Tuesday, 8 January 2008

Inaccurate claims of brain training benefits

I've been an avid supporter of Nintendo for the past two years or so, for their design prowess and dramatic success in widening the appeal of gaming. Indeed they're redefining recreational digital fun to include - shock - the learning of new skills. Brain Training in particular has been a left field success. I bought the game when it first launched in the US back in 2006 and was intrigued by the "less learning more often" principles built into the game play.

Now it appears the mainstream success is leading to some misleading claims. Sense about Science, a charity that promotes good science and evidence to the public has stated:

The big celebrity craze this year has been Nintendo’s Dr. Kawashima’s Brain Training. The design of Brain Age is based on the premise that cognitive exercise can improve blood flow to the brain. Nicole Kidman said, “I've quickly found that training my brain is a great way to keep my mind feeling young” while Patrick Stewart, Julie Walters, Phillip Schofield, Fern Britton, Zoe Ball and Johnny Ball have also endorsed the product. The Sun says Patrick Stewart is impressed: “Getting my Brain Age down to 33 has become a fascinating and stimulating way to relax.”

Dr Jason Braithwaite, Cognitive Neuroscientist, University of Birmingham has responded with:

There is no conclusive evidence showing that the continued use of these devices is linked to any measurable and general improvements in cognition. While practice at any task should lead to some form of improvement for that specific task, it is not clear that this improvement reflects anything other than a basic learned process for that specific task.

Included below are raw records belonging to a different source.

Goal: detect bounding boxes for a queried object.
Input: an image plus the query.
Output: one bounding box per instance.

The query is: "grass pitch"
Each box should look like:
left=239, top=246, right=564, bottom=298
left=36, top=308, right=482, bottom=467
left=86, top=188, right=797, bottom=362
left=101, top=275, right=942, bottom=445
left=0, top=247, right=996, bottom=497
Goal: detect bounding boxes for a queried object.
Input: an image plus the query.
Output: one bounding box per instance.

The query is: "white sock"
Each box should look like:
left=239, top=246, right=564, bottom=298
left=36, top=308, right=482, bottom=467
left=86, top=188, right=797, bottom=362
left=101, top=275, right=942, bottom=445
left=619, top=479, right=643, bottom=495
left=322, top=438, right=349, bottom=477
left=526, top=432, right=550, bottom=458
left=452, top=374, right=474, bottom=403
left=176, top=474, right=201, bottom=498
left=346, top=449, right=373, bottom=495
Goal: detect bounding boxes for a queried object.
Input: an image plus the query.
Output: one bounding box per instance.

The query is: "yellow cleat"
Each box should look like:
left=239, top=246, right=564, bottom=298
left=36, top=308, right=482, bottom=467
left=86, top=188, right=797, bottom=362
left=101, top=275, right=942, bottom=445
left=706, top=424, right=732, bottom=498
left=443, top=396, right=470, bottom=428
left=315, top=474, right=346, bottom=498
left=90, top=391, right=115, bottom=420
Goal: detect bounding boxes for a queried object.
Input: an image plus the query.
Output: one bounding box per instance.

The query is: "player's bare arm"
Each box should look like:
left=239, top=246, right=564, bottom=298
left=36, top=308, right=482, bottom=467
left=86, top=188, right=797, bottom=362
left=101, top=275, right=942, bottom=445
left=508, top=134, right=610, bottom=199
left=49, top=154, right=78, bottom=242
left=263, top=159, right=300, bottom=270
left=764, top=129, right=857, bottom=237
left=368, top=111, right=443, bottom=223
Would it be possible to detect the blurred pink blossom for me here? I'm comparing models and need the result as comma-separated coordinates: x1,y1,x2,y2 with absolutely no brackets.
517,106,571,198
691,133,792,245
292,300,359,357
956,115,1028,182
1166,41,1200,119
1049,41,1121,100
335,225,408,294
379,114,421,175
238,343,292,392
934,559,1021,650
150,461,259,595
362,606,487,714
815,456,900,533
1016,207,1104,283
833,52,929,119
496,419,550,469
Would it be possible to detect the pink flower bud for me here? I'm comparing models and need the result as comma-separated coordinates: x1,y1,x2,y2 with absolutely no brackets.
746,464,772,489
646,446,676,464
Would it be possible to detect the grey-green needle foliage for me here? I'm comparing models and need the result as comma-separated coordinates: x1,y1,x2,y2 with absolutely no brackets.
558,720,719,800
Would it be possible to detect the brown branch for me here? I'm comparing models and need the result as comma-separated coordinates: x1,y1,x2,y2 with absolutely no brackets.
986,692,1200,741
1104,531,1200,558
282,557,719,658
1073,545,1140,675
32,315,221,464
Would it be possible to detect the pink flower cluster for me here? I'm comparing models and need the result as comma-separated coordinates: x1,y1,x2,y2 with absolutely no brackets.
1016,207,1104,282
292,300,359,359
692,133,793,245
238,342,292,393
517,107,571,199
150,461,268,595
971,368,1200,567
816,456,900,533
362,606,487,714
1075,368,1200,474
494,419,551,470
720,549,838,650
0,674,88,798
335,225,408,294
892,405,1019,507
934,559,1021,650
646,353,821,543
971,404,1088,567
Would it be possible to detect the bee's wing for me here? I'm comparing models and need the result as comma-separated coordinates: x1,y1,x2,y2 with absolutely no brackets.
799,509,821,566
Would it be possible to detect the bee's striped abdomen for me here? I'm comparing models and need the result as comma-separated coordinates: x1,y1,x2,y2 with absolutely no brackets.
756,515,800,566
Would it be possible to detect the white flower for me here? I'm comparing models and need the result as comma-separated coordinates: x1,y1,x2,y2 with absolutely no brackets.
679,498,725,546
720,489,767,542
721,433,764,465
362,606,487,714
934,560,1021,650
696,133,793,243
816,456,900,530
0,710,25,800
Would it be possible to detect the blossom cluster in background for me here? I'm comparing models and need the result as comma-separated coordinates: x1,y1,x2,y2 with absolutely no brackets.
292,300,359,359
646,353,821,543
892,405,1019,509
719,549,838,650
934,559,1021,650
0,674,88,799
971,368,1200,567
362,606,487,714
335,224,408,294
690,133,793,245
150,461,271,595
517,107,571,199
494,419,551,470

Now I would agree with Jason's statement in so far as learning that is not contextually aligned to the environment of eventual practice is going to be harder to put to valuable use. So arguably a lot of the fairly abstract exercises in Brain Training do not obviously translate into real world activities.

I'd be interested in learning about any research that is being carried out in this area as I can't help feeling that while Jason's statement is true now, it won't be in the (near) future as virtual practice on devices such as the DS get closer and closer to mimicking real life activities.

3 comments:

Donald Clark said...

Check out 'consolarium' research.

Lars Hyland said...

Thanks for the pointer Donald.

To clarify do you mean here?

Consolarium

and here?

LTS Scotland Games Based Learning

Train your brain said...

I just saw a Nintendo claim that claims a 20 percent increase in students that have been using their software.